“La voto solo se si supera lo stallo sull’articolo 2”. “Allora così non ci incontreremo mai”. L‘ultimatum sulla riforma del Senato dell’ex segretario Pd Pierluigi Bersani è appena stato lanciato, ma è già caduto nel vuoto. Gli ha risposto il capogruppo alla Camera Ettore Rosato, ribadendo le parole del presidente del Consiglio Matteo Renzi: si tratta su tutto, ma non sulla parte del provvedimento che prevede la non elettività del nuovo Senato. “E’ arrivato il momento di decidere”, ha rafforzato la posizione il sottosegretario Luca Lotti. “Questa è una riforma importante per il Paese e non vogliamo tornare indietro. Approveremo la riforma e i numeri ci saranno. Questa è una riforma che dobbiamo portare a termine e se siamo costretti a rivolgerci ad altre forze politiche per farlo lo faremo”.
La contesa è tutta su 17 emendamenti all’articolo 2 presentati dalla minoranza Pd: in quelle richieste di modifica c’è anche l’elettività diretta della seconda Camera. I critici del Pd non hanno intenzione di ritirarli, ma non è detto che sia possibile nemmeno discuterli. Il ddl di riforma della costituzione arriva ora alla seconda lettura in Senato e non è possibile cambiare uno dei pilastri del provvedimento, senza dover riniziare tutto da capo. A stabilire se si potrà votare è il presidente Pietro Grasso: “Io ancora non sono investito di nessuna questione”, ha detto, “perché tutto è ancora in commissione, come voi sapete. In aula deciderò io”.
La presidente della commissione Affari costituzionali in Senato Anna Finocchiaro ha pubblicato sull’Unità un intervento in cui difende il provvedimento e anzi ne disegna le origini a sinistra. Intanto però la minoranza rimane compatta sulla sua posizione: “Qual è il punto centrale che ancora divide?”, ha detto il senatore Vannino Chiti. “Chi elegge i consiglieri-senatori.
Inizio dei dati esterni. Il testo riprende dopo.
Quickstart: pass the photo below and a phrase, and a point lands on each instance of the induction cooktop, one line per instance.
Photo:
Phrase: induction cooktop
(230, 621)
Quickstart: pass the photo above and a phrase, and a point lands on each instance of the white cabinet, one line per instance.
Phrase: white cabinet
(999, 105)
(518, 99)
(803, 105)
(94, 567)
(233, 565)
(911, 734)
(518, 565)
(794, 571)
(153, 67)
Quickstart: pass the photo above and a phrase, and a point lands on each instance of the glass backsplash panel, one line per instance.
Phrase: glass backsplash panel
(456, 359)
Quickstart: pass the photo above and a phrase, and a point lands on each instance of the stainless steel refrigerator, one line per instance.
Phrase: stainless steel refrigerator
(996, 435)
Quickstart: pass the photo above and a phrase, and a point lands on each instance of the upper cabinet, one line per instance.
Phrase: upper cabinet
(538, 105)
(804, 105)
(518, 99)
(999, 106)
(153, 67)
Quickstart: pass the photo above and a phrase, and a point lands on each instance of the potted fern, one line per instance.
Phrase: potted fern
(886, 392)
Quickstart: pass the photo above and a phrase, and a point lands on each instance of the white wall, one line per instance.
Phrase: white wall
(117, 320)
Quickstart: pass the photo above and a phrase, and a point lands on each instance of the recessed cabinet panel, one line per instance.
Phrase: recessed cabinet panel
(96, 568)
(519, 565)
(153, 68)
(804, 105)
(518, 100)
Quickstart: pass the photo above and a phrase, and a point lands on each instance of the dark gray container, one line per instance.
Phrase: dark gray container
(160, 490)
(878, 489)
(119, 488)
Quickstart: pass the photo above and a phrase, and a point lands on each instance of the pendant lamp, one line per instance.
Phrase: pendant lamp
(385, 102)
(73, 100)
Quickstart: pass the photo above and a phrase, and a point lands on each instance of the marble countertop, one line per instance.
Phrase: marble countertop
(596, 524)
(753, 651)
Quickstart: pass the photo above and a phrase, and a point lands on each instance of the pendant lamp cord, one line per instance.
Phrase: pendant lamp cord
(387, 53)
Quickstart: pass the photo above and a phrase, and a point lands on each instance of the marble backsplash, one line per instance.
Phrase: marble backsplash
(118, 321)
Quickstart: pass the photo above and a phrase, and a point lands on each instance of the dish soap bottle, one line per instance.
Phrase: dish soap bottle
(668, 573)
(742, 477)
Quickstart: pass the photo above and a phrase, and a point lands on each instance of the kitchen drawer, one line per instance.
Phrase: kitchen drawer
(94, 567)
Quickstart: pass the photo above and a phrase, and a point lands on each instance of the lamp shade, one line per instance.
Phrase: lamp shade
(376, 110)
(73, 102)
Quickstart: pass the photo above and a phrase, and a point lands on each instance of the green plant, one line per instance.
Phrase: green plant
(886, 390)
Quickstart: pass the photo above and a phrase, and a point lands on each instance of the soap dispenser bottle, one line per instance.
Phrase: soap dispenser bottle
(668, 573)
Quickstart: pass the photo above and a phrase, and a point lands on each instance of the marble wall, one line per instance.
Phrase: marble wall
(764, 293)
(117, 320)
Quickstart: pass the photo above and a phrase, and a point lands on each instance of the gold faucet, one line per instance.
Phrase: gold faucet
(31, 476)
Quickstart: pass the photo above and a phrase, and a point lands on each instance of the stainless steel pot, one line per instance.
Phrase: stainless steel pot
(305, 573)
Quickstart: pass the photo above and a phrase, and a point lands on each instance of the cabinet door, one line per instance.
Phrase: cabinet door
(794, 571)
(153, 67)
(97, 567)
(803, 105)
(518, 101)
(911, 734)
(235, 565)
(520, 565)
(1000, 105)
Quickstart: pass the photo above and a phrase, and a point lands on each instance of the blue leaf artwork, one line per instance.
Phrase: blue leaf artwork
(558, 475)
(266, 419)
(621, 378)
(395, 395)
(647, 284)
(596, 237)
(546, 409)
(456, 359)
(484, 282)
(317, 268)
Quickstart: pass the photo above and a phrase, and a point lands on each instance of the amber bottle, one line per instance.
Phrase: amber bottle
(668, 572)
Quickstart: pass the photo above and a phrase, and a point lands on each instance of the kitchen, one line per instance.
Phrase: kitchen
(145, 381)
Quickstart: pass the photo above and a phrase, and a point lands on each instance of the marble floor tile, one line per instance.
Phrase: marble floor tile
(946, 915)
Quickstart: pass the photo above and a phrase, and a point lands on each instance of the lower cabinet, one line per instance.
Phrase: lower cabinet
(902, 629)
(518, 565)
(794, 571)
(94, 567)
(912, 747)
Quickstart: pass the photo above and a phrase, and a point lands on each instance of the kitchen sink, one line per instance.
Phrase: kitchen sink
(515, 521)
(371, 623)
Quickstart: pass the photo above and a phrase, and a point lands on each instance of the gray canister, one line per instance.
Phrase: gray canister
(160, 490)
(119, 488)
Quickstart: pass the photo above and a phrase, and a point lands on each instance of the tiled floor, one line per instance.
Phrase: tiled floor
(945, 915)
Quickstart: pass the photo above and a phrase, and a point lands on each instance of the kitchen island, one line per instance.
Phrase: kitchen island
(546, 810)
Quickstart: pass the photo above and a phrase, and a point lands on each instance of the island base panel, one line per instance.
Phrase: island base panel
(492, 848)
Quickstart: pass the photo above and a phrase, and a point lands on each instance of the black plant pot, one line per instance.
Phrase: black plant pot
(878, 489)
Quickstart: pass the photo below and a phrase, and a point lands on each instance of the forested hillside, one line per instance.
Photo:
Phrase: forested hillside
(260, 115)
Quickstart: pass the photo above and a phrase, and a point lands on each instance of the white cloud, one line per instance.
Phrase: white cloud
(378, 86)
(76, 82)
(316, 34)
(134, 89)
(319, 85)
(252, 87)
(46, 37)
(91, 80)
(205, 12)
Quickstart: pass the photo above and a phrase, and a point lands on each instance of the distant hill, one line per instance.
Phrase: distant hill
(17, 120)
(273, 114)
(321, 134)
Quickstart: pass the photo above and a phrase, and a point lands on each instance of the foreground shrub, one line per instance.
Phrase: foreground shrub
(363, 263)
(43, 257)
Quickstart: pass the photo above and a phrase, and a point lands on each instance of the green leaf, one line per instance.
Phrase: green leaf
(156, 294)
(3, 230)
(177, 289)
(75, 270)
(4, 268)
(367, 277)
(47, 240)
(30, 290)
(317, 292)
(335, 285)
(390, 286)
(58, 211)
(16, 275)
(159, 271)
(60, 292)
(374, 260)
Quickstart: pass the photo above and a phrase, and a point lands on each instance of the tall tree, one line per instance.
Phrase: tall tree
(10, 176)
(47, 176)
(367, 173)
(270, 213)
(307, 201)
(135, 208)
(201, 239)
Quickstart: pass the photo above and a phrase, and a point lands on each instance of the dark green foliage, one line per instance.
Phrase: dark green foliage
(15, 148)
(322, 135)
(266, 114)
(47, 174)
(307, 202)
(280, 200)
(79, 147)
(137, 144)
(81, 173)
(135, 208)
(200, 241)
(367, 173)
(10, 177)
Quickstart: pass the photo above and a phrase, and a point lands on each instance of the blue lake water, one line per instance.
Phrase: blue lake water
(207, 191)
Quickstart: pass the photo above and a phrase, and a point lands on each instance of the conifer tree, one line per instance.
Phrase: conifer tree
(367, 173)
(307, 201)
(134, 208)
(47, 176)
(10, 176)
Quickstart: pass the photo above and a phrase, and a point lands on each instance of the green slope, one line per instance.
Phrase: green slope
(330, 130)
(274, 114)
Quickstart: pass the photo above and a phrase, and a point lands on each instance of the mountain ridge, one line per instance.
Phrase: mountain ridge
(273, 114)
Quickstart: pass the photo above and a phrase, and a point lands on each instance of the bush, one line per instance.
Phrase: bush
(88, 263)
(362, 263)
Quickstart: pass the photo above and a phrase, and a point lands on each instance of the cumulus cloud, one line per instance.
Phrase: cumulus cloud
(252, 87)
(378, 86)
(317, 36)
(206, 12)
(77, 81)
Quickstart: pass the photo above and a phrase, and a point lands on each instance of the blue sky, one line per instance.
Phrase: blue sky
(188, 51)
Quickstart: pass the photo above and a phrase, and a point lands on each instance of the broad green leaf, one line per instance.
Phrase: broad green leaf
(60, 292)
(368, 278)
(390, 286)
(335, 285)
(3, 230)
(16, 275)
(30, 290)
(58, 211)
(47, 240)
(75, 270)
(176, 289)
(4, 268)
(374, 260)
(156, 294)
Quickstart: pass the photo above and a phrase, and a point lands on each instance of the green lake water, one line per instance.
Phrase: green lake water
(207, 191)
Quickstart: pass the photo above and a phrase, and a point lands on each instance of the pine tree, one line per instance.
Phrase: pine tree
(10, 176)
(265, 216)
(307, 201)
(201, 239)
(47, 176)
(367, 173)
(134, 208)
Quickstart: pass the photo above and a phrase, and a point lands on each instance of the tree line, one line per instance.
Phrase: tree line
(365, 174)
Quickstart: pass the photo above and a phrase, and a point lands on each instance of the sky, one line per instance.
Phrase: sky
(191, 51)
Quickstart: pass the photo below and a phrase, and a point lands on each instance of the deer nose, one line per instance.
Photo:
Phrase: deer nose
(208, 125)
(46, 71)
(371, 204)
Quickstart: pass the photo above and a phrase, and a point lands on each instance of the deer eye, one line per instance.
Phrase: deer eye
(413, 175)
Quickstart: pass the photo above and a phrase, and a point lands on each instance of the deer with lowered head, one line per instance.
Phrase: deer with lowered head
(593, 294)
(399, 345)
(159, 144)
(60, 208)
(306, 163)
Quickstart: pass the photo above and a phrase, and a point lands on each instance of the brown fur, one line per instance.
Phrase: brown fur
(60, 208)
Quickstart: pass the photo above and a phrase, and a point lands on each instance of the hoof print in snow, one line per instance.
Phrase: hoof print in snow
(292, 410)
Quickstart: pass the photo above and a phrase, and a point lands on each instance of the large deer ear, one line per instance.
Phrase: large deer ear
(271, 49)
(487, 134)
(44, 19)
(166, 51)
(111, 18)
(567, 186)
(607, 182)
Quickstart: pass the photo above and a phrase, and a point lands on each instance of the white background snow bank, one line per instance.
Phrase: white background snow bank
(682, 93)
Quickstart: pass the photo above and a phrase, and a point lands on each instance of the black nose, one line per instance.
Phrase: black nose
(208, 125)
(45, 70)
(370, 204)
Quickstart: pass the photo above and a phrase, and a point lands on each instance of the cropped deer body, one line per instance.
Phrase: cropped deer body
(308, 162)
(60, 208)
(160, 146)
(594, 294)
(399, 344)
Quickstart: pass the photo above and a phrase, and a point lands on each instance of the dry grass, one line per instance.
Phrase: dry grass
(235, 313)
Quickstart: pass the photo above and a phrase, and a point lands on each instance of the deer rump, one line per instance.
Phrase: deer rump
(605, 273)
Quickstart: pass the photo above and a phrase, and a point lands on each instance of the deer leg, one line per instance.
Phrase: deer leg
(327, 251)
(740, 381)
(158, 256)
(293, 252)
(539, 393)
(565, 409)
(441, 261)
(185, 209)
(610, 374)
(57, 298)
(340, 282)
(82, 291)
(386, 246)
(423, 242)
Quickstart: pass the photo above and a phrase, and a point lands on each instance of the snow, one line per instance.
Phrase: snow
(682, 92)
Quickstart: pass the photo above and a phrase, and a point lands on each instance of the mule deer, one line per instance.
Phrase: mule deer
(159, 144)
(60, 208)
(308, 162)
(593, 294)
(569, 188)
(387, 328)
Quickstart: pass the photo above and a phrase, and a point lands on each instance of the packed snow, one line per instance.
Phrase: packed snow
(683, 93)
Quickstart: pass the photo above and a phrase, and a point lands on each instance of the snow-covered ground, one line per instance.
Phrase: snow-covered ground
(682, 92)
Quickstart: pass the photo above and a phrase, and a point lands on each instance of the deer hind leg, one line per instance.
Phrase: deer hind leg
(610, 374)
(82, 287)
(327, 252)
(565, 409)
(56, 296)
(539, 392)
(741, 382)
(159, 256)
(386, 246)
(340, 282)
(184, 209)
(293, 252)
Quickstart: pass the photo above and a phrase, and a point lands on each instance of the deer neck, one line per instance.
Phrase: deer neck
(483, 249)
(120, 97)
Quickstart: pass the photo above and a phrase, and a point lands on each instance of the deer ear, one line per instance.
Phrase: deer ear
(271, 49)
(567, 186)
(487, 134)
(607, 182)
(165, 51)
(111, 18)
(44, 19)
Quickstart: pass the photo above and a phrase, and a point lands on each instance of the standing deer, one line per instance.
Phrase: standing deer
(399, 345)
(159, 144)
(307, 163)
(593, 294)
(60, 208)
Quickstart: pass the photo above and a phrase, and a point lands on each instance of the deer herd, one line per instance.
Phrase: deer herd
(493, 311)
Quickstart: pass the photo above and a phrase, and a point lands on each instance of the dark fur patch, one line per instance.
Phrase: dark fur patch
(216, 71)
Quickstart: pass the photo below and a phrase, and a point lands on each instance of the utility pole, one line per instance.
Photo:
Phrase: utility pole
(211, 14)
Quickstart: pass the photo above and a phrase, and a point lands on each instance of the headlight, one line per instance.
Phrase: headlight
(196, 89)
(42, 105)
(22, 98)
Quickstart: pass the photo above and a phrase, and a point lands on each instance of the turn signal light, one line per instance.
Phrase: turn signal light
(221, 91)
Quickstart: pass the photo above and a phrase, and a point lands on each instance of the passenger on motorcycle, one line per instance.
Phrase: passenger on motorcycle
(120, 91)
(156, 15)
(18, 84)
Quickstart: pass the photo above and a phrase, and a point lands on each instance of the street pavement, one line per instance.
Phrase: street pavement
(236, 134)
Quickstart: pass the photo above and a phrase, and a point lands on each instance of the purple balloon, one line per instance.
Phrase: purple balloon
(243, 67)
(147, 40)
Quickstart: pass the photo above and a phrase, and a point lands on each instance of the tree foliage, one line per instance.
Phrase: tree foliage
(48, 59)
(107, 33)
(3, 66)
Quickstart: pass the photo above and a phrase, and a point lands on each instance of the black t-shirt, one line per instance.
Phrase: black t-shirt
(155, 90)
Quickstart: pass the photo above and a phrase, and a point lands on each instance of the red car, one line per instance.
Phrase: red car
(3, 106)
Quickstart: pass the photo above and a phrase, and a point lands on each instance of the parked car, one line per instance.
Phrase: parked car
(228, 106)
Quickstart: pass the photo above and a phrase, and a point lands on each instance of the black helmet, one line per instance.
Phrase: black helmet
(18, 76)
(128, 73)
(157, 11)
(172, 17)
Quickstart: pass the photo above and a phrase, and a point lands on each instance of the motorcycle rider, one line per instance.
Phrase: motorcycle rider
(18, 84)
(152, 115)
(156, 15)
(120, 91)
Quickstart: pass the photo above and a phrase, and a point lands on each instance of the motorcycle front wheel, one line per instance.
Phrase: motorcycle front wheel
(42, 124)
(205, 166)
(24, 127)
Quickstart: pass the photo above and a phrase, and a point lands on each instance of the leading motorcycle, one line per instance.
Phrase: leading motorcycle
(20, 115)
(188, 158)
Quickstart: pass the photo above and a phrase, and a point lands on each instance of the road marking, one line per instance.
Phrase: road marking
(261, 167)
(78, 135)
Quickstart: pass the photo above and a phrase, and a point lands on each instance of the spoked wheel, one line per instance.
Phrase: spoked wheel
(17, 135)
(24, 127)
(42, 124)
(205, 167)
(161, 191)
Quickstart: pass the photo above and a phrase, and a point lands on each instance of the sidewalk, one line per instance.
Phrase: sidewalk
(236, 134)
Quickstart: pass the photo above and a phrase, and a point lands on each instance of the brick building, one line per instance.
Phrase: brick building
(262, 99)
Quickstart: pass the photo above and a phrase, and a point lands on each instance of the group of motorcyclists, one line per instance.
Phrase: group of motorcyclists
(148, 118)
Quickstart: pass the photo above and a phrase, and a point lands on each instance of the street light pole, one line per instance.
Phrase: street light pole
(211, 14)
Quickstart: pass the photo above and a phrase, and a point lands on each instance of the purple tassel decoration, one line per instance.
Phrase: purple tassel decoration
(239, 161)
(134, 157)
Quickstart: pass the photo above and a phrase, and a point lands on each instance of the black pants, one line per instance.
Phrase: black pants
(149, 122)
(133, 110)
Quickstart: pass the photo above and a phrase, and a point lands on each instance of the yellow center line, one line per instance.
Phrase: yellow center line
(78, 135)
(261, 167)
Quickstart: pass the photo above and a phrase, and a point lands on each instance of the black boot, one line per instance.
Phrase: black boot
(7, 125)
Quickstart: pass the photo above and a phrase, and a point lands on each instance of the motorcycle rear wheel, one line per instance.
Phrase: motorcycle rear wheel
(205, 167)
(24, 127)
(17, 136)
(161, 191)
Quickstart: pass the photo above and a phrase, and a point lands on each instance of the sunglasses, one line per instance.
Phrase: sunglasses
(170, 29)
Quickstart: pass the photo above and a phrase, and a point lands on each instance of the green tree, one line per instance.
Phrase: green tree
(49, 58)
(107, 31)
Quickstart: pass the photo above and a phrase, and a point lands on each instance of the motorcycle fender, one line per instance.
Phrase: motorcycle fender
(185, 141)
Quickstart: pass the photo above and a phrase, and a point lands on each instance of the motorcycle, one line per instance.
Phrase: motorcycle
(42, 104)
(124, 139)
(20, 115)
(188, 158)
Io voglio che siano i cittadini. Governo e maggioranza Pd sostengono che devono essere i consigli regionali. Sarebbe bello se chi sostiene quest’ultima impostazione ne desse le motivazioni, uscendo dalle sciocchezze secondo cui il voto dei cittadini imporrebbe di mantenere al nuovo Senato la fiducia ai governi”.